For centuries SIDS has claimed the youngest lives but experts still can't pin point a direct cause of the condition. Recently, progress has been made through research funded by the National Institute of Child Health and Human Development (NICHD) suggesting that infants who die of SIDS have brain stem abnormalities. The brain stem controls heart rate, breathing, blood pressure, temperature, and arousal. When SIDS babies lack oxygen, they don't wake up. Putting babies to sleep on their backs and clearing sleeping areas of soft bedding, which can inhibit the flow of oxygen, help reduce the risk.

Other NICHD research shows the immune, respiratory, and cardiovascular systems all concurrently in a critical stage of development when SIDS babies die. These infants also appear to have an underlying muscle weakness that interferes with a normal reaction to oxygen depletion.   

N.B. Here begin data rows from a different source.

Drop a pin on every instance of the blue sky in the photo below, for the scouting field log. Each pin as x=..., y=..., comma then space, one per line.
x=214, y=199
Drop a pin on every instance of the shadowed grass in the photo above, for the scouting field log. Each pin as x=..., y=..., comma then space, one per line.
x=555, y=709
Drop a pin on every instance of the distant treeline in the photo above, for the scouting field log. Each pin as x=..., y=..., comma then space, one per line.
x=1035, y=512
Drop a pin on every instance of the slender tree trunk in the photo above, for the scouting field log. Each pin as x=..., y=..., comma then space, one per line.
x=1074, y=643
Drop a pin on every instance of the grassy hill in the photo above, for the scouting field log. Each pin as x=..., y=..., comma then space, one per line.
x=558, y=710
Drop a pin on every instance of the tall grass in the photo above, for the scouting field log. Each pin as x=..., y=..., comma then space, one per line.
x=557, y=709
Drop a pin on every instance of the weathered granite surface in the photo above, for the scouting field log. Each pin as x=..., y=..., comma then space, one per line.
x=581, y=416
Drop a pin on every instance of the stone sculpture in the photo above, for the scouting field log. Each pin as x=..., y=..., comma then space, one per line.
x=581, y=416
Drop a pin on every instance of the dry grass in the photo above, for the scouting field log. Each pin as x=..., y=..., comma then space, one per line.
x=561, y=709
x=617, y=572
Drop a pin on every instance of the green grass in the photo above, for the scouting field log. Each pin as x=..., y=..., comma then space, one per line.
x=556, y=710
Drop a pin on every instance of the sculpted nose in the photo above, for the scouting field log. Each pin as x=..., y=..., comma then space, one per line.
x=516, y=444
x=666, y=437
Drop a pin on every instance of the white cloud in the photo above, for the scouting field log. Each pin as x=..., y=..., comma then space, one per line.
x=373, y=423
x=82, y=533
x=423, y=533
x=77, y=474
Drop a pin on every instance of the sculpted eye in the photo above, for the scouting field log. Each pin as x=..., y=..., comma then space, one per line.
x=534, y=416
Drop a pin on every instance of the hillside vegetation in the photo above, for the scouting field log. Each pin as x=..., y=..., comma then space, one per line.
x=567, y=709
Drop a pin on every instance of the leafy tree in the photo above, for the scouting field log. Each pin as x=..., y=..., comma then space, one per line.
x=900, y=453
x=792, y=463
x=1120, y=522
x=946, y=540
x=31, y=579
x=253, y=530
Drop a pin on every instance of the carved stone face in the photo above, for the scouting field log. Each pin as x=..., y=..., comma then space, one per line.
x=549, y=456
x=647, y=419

What we do know about SIDS is that there are environmental and demographic risk factors associated with the condition including: African American and Native American babies; low birth weight and preterm babies; infants born to very young women and infants born to women who smoke during pregnancy. It also appears to be more common during the colder months and affects boys (60 percent) more than baby girls.

Keeping Your Baby Safe

Here, some ways to guard against this devastating condition:

  1. Follow all recommended guidelines during pregnancy to ensure you'll have a healthy, full-term baby. Premature babies are more vulnerable to SIDS.
  2. Always put your baby to sleep on her back, since infants who sleep on their stomach or sides seem to be at much higher risk of experiencing SIDS. Researchers believe stomach sleeping puts pressure on the jaw thereby narrowing the airway and hampering breathing.
  3. Tummy sleeping combined with a too-soft area can "trap" exhaled air causing baby to "rebreath" air with less oxygen. Use a firm mattress and cllear baby's crib of toys, pillows and other soft items since they can also pose a suffocation danger.
  4. Keep your newborn's bassinet in your room for the first six months so you'll be close by if she experiences distress.
  5. Dress your infant in light layers for sleeping and keep the bedroom at a temperature comfortable for an adult in short sleeves. It's believed that being too warm causes baby to sleep too deeply, making it more difficult to wake up during breathing difficulties.
  6. One study found that using a fan in the room where baby sleeps reduced the incidence of SIDS by 72 percent.
  7. Keep your baby out of your bed, since adult bedding can be hazardous to a newborn.
  8. Breastfeeding helps lower the incidence of illness (colds, the flu and childhood viruses) associated with the condition.  
  9. Offer baby a pacifier. Pacifier use and SIDS seem to be connected as well. If breastfeeding, wait until nursing is well established at four weeks before using the pacifier.
  10. Contact your pediatrician if your baby is prone to breathing difficulty or gags excessively after spitting up. These can be signs that she's at increased risk for SIDS.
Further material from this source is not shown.